SCRIBE’s objective is to improve speech technology in Norwegian by developing a speech-to-text transcription system for multi-party conversations in realistic recording conditions. In order to attain the project goal, research and technology development beyond the state-of-the-art is needed within several key areas. These include language universal issues, as well as issues specifically related to the Norwegian language. We will develop models that are robust to disfluencies that are typical in spontaneous conversational speech, that can cope with turn taking and take advantage of the context in the dialog. The models will also support the use of spoken dialects and different orthographies (Bokmål, Nynorsk, or dialect specific). Our goal is that these advances will make it possible for speech technology to reach its potential in Norwegian, and have a beneficial impact on Norwegian society.
In last three years period the SCRIBE project has contributed to the following results: i) substantial data collections and annotations that are essential to speech research for the Norwegian language even beyond the scope of the project; ii) support of the development of state-of-the-art speech recognition systems based on adaptation of available general models for speech representation trained on huge amounts of (multi-lingual) speech; iii) development of new semantic evaluation metrics for the quality of automatic transcriptions that align better with human judgment than the current metrics that treat all transcription errors as being equally important; iv) analysis of automatic speech recognition systems with respect to Norwegian dialects and v) studies on human perception of Norwegian dialects. Furthermore, in collaboration with related projects, SCRIBE has contributed to the development of speech recognition and pronunciation assessment for child speech and the collection of a unique first and second language child speech corpus for Norwegian.
SCRIBE will develop a Norwegian speech-to-text transcription system capable of transcribing multi-party conversations. Speech technology has demonstrated a remarkable progress over the last decade, much due to the evolution of deep learning combined with the availability of massive amounts of speech and language data and high-performance computational resources.
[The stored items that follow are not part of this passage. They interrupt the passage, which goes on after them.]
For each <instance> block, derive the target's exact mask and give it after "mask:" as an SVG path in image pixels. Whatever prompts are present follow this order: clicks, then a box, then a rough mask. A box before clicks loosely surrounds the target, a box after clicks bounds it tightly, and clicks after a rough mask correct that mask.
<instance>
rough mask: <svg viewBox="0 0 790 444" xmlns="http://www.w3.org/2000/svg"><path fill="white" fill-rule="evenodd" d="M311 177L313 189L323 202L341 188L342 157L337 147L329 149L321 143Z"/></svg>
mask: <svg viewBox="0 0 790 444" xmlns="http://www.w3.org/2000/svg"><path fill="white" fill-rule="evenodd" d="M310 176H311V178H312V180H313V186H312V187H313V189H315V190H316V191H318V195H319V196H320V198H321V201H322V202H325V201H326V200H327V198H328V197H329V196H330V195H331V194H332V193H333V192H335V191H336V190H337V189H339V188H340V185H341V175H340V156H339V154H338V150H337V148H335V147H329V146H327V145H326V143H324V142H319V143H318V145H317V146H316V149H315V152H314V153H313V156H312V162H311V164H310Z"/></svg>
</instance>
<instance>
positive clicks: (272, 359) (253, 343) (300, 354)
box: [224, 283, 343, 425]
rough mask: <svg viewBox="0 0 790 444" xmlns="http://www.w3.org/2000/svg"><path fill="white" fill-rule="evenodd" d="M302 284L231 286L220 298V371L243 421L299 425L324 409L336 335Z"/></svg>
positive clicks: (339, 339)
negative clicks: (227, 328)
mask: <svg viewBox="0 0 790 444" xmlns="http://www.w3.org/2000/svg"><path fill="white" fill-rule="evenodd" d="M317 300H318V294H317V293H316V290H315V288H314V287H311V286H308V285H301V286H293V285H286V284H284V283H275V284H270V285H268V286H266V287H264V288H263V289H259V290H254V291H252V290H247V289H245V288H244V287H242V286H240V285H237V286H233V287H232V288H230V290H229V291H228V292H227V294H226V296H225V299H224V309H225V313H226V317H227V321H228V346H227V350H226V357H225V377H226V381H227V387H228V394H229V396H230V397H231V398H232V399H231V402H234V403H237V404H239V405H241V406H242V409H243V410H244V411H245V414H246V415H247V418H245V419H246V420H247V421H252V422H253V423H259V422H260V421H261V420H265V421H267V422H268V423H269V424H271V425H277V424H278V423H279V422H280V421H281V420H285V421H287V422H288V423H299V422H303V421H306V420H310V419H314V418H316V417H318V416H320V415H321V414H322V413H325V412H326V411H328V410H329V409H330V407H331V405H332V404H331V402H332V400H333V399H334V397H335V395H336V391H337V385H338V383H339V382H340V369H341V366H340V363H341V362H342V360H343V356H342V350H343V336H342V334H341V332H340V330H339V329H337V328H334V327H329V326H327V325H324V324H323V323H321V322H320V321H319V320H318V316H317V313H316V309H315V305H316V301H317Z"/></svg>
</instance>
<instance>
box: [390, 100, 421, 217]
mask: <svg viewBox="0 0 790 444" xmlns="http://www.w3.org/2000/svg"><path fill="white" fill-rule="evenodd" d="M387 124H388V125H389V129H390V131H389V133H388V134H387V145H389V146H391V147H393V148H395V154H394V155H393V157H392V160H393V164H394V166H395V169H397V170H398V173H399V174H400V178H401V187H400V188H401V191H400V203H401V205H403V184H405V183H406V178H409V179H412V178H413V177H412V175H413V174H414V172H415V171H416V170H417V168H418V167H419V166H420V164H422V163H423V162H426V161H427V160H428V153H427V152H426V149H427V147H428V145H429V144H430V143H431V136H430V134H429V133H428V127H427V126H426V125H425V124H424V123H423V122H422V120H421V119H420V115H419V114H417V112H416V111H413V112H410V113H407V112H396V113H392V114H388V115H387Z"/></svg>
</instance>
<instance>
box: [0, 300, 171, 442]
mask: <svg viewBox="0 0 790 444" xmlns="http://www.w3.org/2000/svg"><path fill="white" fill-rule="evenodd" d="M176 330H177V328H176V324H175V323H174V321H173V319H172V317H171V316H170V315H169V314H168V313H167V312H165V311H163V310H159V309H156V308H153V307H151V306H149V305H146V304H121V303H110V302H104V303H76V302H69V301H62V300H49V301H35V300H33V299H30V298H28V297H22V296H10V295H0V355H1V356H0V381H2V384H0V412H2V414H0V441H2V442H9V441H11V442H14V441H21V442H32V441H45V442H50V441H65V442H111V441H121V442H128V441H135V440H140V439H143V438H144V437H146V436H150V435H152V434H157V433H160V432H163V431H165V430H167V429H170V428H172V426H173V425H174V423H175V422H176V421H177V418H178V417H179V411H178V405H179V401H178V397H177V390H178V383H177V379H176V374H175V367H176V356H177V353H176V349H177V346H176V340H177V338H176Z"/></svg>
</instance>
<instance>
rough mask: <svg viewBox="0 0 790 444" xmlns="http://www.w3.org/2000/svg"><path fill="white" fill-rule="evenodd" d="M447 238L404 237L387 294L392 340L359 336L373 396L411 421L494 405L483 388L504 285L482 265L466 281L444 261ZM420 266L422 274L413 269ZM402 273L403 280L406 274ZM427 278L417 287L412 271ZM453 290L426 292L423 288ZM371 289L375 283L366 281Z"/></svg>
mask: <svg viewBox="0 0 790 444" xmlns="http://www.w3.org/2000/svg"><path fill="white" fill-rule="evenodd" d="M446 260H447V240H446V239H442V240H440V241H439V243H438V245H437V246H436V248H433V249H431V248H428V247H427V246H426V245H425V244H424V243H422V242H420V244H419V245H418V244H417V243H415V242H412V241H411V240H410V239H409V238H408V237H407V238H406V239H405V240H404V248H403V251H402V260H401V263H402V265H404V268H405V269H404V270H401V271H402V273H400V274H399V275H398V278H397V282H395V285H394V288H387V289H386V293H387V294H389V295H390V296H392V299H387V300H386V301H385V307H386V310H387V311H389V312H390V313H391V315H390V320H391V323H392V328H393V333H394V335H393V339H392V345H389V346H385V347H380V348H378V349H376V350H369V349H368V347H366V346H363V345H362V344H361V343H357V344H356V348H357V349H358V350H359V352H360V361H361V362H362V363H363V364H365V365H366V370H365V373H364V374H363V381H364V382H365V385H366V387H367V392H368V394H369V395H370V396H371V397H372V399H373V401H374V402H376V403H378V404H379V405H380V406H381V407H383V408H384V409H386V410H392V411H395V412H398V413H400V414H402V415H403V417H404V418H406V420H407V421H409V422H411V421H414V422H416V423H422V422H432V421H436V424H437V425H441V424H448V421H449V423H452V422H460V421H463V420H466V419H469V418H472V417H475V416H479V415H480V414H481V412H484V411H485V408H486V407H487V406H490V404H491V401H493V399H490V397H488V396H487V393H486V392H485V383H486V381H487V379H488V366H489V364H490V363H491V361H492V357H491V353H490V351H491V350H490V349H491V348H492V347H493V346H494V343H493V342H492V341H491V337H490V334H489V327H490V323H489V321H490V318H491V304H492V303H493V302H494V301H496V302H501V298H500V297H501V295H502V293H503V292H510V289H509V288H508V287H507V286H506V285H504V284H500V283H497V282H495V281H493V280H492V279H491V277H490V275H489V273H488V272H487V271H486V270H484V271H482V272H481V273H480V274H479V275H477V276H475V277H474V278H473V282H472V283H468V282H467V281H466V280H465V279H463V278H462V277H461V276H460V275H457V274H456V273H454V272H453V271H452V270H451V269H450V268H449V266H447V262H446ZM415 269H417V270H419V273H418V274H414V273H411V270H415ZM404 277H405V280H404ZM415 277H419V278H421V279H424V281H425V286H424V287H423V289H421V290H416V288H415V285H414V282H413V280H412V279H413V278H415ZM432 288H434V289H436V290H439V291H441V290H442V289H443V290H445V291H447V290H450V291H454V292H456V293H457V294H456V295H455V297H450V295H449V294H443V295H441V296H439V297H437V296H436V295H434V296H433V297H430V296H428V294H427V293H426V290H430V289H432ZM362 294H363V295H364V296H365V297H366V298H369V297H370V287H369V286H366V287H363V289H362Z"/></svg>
Although the amount of language data required for developing high performance speech technology is similar for all languages, irrespective of the number of speakers, products and services have become available that enable spoken communication with computers, even for smaller languages, like Norwegian. Examples include devices like Google Home, services like Siri and Google Voice Search, and voice command and dictation capabilities in recent versions of Windows and OS X.
Yet, for many real-life situations, current technology is not sufficiently advanced to be really useful. Issues like spontaneous, conversational speech; ambient noise and overlapping speech are among the situations where we still do not have satisfactory performance of current speech technology. For Norwegian, existing speech corpora are moderate in size compared to other languages, and mainly contain read and non-conversational speech. Matters are complicated further by large variations in dialects. The problem is that these “phenomena” occur in a variety of situations where automated solutions would be of great use.
The system we will develop in SCRIBE will fill the gap in current speech recognition systems for Norwegian. It will be robust to disfluencies that are typical of spontaneous conversational speech, and will support the spoken and written dialectal variation of the Norwegian Language. It will also be assessed on metrics that are more closely related to the semantic content of the transcription, rather than on the number of misrecognized words.